Résurrection de la jurisprudence du « préjudice nécessaire » ou l’exception à la règle selon laquelle il faut prouver son préjudice pour être indemnisé

Temps de lecture : 1 minute

En matière de préjudice, la Cour de cassation exige depuis le 13 avril 2016, que le salarié démontre la réalité de celui-ci et justifie son évaluation (Cass. Soc., 13 avril 2016, n°14-28.293).

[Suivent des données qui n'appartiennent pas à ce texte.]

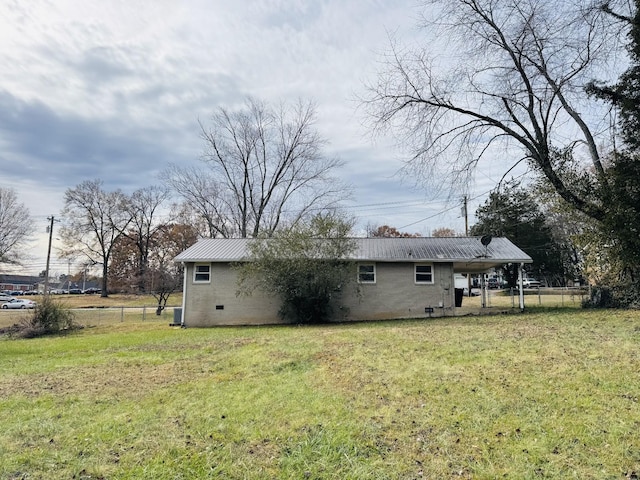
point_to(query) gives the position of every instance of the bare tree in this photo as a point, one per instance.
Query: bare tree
(15, 226)
(269, 165)
(202, 195)
(143, 208)
(94, 220)
(508, 72)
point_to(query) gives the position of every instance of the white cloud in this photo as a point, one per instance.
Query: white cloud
(113, 90)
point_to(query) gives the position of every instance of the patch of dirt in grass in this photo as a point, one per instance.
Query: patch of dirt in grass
(120, 380)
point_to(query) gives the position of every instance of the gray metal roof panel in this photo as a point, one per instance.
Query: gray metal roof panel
(431, 249)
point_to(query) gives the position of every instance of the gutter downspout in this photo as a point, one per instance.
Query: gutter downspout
(184, 292)
(521, 287)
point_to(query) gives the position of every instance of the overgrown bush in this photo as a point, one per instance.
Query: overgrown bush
(48, 317)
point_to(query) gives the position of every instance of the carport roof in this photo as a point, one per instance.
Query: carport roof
(467, 254)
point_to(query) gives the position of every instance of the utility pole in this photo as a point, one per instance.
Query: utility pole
(46, 272)
(465, 213)
(466, 217)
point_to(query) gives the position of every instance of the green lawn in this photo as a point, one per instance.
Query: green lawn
(553, 394)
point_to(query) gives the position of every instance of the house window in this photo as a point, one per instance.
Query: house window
(367, 273)
(424, 273)
(202, 273)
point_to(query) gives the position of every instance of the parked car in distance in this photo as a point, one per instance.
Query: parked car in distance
(19, 303)
(530, 283)
(494, 283)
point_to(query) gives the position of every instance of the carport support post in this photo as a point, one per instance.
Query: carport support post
(521, 287)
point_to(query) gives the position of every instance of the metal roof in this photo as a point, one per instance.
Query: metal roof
(467, 253)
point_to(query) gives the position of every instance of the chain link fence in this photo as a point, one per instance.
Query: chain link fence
(91, 317)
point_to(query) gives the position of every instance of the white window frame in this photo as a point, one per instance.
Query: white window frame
(196, 273)
(373, 272)
(416, 273)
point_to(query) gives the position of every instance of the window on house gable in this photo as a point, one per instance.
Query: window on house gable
(424, 273)
(367, 273)
(202, 273)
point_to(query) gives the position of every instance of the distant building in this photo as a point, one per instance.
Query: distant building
(22, 283)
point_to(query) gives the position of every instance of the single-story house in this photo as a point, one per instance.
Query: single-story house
(396, 278)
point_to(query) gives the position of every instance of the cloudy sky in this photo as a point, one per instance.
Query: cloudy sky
(113, 90)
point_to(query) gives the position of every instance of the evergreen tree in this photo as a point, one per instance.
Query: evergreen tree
(513, 212)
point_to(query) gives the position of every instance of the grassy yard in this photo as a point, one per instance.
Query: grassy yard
(552, 394)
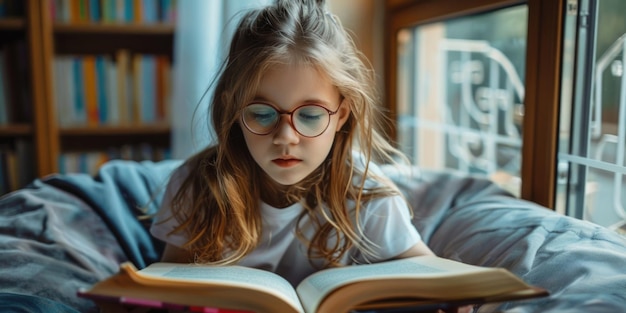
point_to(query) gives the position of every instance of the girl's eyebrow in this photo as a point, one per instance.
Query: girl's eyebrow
(310, 100)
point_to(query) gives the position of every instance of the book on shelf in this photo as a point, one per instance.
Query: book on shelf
(418, 282)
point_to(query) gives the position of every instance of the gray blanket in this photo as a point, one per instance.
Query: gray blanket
(66, 232)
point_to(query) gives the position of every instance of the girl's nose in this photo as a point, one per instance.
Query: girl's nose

Toutefois, les exceptions suivantes sont admises à ce principe, lorsque :

  • le salarié est licencié pour un motif sans cause réelle et sérieuse. Dans cette hypothèse, le salarié n’a pas à prouver la réalité de son préjudice mais doit justifier seulement le montant demandé (Cass. Soc., 13 sept. 2017, n°16-13.578),
  • un employeur n’a pas mis en place les institutions représentatives du personnel ou n’a pas accompli les diligences nécessaires à leur mise en place (Cass. soc., 4 nov. 2020, n°19-12.775),
  • la vie privée du salarié est atteinte alors que les éléments produits par l’employeur n’étaient pas indispensables à l’exercice du droit de la preuve (Cass. soc., 12 nov. 2020, n°19-20.583),
  • l’intérêt collectif d’une profession est atteint directement – et notamment en cas de violation des dispositions de la convention collective applicable (Cass. soc. 20 janv. 2021, n°19-16.283)

Désormais, à cette liste, s’ajoute le dépassement de la durée maximale hebdomadaire de travail (Cass. soc., 26 janv. 2022, n°20-21.636).

La Cour de cassation a considéré dans l’arrêt du 26 janvier dernier que le seul constat du dépassement de la durée maximale de travail de 48 heures ouvre droit à réparation.

Cette solution devrait pouvoir être étendue à toutes les limites maximales de travail ou minimales de repos.